Some projects just won’t stay small: Pleased with the success of a comparative FlyBase-human genome project that revealed several novel genes, researchers at Organon wanted to “extend” the approach to other organisms, according to Ton Rullmann, project manager for bioinformatics at the Dutch pharmaceutical firm. So the company, together with Gene-IT, assembled a diverse team of collaborators, including the European Bioinformatics Institute, the Netherlands Organization for Scientific Research (NWO), and the University of Nijmegen, to tackle the task.
Now, 82 organisms, 48 billion comparisons, and 520,000 CPU-hours later, the project is complete. Organon and its collaborators will unveil the resulting data set, called Protein World, at the Genomics Momentum 2002 conference in The Hague on Dec. 4.
The all-against-all comparison of 82 proteome sequences in the Swiss-Prot/Trembl database is the most comprehensive comparative genomics project ever undertaken, according to its participants. The resulting data set maps conserved regions across nine eukaryotes, 15 archaea, and 58 bacterial species, serving as an “orthology index” for Swiss-Prot and Trembl, Rullmann said.
So, how did they do it? A 1,024-CPU SGI machine at the SARA computing center in Amsterdam ran Gene-IT’s parallelized Biofacet comparative genomics software for three months, crunching through approximately 70 million alignments. Biofacet adds a proprietary “Z-score” method to the Smith-Waterman alignment algorithm to assess the statistical significance of hits, resulting in clusters with a “high degree of biological relevance,” according to Ron Ranauro, executive vice president at Gene-IT.
In July, the company completed a similar comparison of 70 genomes in collaboration with French sequencing center Infobiogen and the Atomic Energy Commission (CEA). The results of that comparison, called Teraprot, are available through Infobiogen at www.infobiogen.fr/services/Teraprot/.
For the Protein World project, Gene-IT donated use of its software and managed the workflow and computation at SARA.
How to Get to Protein World
The data will be made available to the scientific community in several different formats. EBI will use the raw results as part of its Temblor project, which is building an integration layer called Integr8 to link biological data from several sources. Rullmann said that EBI would also include the data in its CluSTr database, which classifies protein families in Swiss-Prot and Trembl.
In addition, the data will be accessible through BioASP, a new organization created by the Dutch government to support bioinformatics in the Netherlands (see sidebar, below). Researchers will be able to access the data via BioASP’s portal, www.bioasp.nl, but terms of access for commercial users have yet to be finalized, said Jan Willem Tellegen, general manager of BioASP.
Ranauro said that Gene-IT also plans to package the Protein World data in the form of a service offering that will combine the data with customers’ in-house data sources. The advantage of this approach, Ranauro said, is that once new sequences become available, the company can easily add them to the collection. In addition, he said, Gene-IT can work with clients to “customize the way the data is used.” While the raw Protein World database offers a comprehensive view of the entire pairwise comparison of all 82 organisms, researchers will likely want to only focus on a few select comparisons, Ranauro said, and there’s where Gene-IT comes in: “A researcher might want to compare human against mouse, chimp against rat, human against rat, and chimp against mouse. The [raw] data will give you any two of those, but Biofacet will let you very quickly look at all four and determine what are the orthologous genes.”

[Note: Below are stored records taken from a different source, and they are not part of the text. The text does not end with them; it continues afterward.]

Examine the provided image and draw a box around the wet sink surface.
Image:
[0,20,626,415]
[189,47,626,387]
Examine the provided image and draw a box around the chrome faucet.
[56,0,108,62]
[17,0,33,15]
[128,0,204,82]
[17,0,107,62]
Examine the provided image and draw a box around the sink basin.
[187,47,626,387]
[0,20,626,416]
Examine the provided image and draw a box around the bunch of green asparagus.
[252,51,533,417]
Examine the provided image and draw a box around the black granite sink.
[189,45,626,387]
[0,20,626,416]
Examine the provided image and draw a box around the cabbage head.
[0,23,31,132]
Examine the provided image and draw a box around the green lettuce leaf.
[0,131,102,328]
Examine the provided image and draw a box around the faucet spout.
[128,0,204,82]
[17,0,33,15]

This is where Organon is heading: The company has used Gene-IT’s software since 1999 and will now use it to focus in more detail on comparisons of particular organisms, such as human against mouse, Rullmann said. By initiating the project, Organon served as the “linking point” between the academic and commercial partners and the computer center, a role that Rullmann said was well worth the effort: The result is a useful source of raw data for the scientific community that will deliver further benefits for Organon upon downstream analysis. “We can mine the data ourselves,” he said. “Any conclusions we draw we can keep to ourselves.”

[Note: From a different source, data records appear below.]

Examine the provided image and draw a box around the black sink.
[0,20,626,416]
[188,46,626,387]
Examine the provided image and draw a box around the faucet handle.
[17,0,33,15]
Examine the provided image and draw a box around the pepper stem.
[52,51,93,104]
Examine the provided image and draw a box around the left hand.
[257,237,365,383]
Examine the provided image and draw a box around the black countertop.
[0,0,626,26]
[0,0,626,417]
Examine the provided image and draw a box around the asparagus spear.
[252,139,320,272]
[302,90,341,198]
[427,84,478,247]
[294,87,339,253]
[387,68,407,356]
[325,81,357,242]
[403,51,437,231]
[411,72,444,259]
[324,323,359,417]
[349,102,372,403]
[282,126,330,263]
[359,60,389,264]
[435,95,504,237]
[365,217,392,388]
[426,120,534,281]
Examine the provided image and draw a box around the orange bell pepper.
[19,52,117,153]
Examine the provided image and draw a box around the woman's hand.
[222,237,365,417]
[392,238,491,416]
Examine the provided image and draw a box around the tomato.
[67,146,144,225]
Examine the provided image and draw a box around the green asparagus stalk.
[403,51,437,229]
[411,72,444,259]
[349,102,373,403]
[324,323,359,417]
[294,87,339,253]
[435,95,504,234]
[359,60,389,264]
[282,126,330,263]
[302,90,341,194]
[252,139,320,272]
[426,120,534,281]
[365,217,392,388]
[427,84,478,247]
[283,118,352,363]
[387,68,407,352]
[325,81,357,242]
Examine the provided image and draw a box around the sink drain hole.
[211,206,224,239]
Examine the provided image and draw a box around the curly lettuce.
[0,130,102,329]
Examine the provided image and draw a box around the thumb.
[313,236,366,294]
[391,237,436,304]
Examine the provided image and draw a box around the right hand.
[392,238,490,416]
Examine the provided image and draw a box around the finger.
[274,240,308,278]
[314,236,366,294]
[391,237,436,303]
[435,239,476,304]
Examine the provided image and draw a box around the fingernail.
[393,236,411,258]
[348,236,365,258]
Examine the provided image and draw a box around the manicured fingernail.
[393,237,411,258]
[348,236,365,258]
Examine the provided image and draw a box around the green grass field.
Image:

The raw results file from Biofacet takes up “a couple of gigabytes” using Gene-IT’s proprietary database technology, Rullmann said, adding, “what you build from that depends on how you want to use the data” — specifics of annotations, alignments, thresholds, and number of organisms can drastically change the size of the resulting data set.
With the comparison of 82 proteomes readily on hand, Rullmann and his team at Organon ought to have enough data to keep them occupied for a while, but apparently, that’s not the case. What’s still missing? “It would help to have phenotypic information about these organisms, as we did with the FlyBase approach,” Rullmann said.
Anybody up for annotating 82 organisms?